Search Engine Friendly URLS


Introduction to IIS URL REWRITING

isapi_rewrite_logo.gif

 

ORDER ISAPI REWRITE

ISAPI_Rewrite is a powerful regular expressions-based URL manipulation engine. It acts mostly like Apache’s mod_Rewrite, but it is designed especially for Microsoft Internet Information Server and Microsoft Security and Acceleration Server 2004. If you ever wanted to change your web site’s URL scheme, this product is for you!

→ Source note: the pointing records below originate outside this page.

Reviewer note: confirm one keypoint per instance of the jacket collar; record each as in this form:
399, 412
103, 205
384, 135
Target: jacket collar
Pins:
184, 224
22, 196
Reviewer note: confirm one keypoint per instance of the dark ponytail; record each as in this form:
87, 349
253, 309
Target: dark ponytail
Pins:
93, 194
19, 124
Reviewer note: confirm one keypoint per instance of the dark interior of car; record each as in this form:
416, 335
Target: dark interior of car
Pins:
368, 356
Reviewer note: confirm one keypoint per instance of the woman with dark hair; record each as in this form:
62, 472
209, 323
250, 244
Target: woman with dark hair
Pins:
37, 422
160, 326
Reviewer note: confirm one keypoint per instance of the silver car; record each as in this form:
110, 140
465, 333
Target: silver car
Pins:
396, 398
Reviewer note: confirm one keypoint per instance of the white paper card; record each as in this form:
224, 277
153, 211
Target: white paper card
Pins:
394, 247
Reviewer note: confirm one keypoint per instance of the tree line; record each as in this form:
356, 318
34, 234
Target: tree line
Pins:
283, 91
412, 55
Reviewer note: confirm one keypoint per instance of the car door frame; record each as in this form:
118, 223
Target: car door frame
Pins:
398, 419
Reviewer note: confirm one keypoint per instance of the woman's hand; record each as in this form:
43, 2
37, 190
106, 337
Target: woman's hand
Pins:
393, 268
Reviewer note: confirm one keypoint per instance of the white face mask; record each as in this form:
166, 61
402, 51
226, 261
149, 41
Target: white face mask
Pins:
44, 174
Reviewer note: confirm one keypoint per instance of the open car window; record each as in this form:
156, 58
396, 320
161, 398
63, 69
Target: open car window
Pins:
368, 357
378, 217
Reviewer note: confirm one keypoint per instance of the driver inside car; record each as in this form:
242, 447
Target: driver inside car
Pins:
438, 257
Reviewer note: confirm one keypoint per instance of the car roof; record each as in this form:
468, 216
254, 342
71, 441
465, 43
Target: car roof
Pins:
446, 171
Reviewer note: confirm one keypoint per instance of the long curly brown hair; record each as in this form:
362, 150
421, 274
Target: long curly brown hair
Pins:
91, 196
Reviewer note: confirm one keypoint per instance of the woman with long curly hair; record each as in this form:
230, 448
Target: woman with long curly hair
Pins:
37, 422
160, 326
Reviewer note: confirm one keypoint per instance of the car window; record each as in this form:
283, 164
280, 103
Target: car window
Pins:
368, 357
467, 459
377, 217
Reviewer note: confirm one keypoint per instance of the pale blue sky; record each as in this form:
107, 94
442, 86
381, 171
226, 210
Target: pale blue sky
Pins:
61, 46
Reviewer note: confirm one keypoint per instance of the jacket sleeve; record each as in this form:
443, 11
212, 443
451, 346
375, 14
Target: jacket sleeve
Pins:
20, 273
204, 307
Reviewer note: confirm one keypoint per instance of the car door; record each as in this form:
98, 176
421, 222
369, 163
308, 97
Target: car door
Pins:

Some key benefits of ISAPI_Rewrite:

  • Speed

    ISAPI_Rewrite is extremely fast and highly scalable solution. It is written by using only pure C/C++ code, Win32 API and ISAPI. It uses intelligent configuration cache mechanism. All work is done just in one stage and there are no recursively requests or any other operations that may take a long time.

  • Security

    ISAPI_Rewrite is designed for operation in a shared environment. It can serve as many sites as you have. ISP and hosting providers can safely permit their users to configure ISAPI_Rewrite and be sure that any configuration changes will affect only local user’s environment. ISAPI_Rewrite can even solve many security problems, for example, block an access to some folders or file extensions or create more complex rules.

  • Power

    Flexibility and power of ISAPI_Rewrite come from its regular expression nature. With regular expressions you don’t need to write a thousands check strings. The comparison and replace of URLs can be done with a few string patterns. So, ISAPI_Rewrite can do many things that cannot be done using other solutions available for IIS. See examples section for more information.

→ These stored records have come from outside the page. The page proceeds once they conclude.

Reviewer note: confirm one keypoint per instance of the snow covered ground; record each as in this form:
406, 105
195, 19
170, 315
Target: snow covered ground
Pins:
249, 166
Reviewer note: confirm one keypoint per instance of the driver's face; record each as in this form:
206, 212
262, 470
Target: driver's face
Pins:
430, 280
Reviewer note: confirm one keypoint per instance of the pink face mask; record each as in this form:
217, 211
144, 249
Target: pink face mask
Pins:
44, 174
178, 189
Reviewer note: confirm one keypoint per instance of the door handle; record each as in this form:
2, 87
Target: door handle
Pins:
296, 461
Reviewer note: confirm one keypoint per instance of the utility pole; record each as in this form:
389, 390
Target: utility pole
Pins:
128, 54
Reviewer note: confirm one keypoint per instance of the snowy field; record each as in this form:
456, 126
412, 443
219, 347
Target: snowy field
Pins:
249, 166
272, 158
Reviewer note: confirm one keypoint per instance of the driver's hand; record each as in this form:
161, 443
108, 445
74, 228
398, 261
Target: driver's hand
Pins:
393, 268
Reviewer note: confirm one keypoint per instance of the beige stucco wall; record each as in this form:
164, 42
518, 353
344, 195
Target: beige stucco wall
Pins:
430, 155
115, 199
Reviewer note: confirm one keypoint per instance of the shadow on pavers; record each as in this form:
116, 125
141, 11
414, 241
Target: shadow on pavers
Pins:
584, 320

IIS URL Rewrite Main concept

ISAPI_Rewrite provides a rule-based rewriting engine to rewrite requested URLs on the fly. It supports virtually unlimited number of the rules and an unlimited number of attached rule conditions to provide a really flexible and powerful URL manipulation mechanism (Really a config file size is forcibly limited to 2Mb to prevent possible config parsing overhead). The URL manipulations can depend on tests for HTTP headers, Server variables, Request-URI, method and version information of a client request.

In most cases ISAPI_Rewrite is used to rewrite a Request-URI (defined in the RFC 2616) and common HTTP request headers. For example, if a client requests resource as http://www.somesite.com/path/file.ext?parameter=value ISAPI_Rewrite will operate on the part marked in red. In addition ISAPI_Rewrite can rewrite, create or remove any other HTTP header of the request. Program operation may result in rewriting, proxying, redirection, or blocking of an original request to a server.

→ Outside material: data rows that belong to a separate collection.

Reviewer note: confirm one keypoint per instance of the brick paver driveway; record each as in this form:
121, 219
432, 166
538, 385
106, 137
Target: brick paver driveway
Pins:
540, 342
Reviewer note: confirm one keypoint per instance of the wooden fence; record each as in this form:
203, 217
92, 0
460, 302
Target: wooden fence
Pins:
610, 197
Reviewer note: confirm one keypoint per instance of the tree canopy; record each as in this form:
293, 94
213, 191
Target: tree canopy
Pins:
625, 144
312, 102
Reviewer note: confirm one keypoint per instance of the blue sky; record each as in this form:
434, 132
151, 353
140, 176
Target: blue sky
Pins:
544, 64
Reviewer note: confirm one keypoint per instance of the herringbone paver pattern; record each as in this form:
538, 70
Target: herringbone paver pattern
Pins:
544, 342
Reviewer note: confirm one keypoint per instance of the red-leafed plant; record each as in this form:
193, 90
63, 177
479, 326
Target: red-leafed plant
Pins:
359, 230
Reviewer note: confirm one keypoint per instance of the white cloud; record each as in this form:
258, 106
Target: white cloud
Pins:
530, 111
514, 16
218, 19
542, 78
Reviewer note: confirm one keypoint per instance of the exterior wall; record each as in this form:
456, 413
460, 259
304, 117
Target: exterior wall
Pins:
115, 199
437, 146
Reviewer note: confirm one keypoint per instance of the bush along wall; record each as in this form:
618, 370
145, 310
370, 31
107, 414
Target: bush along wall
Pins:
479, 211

The rewriting engine goes through the ruleset rule by rule (RewriteRule and RewriteHeader directives). The particular rule is applied only if it matches Request-URI and all corresponding conditions (RewriteCond directives) match theirs test strings (headers or server valiables). ISAPI_Rewrite uses MATCH algorithm. It means that a test string is NOT searched for a rule pattern, but the whole test string is matched against a pattern. For example, pattern a*b will not match string aaaaaaaabbbbbbbb.

Result of a successful rule application is saved in the original header and it will be visible for all subsequent rules. Rules processing stops when a last rule (redirect, proxy, forbid or rule marked by the L flag) is matched.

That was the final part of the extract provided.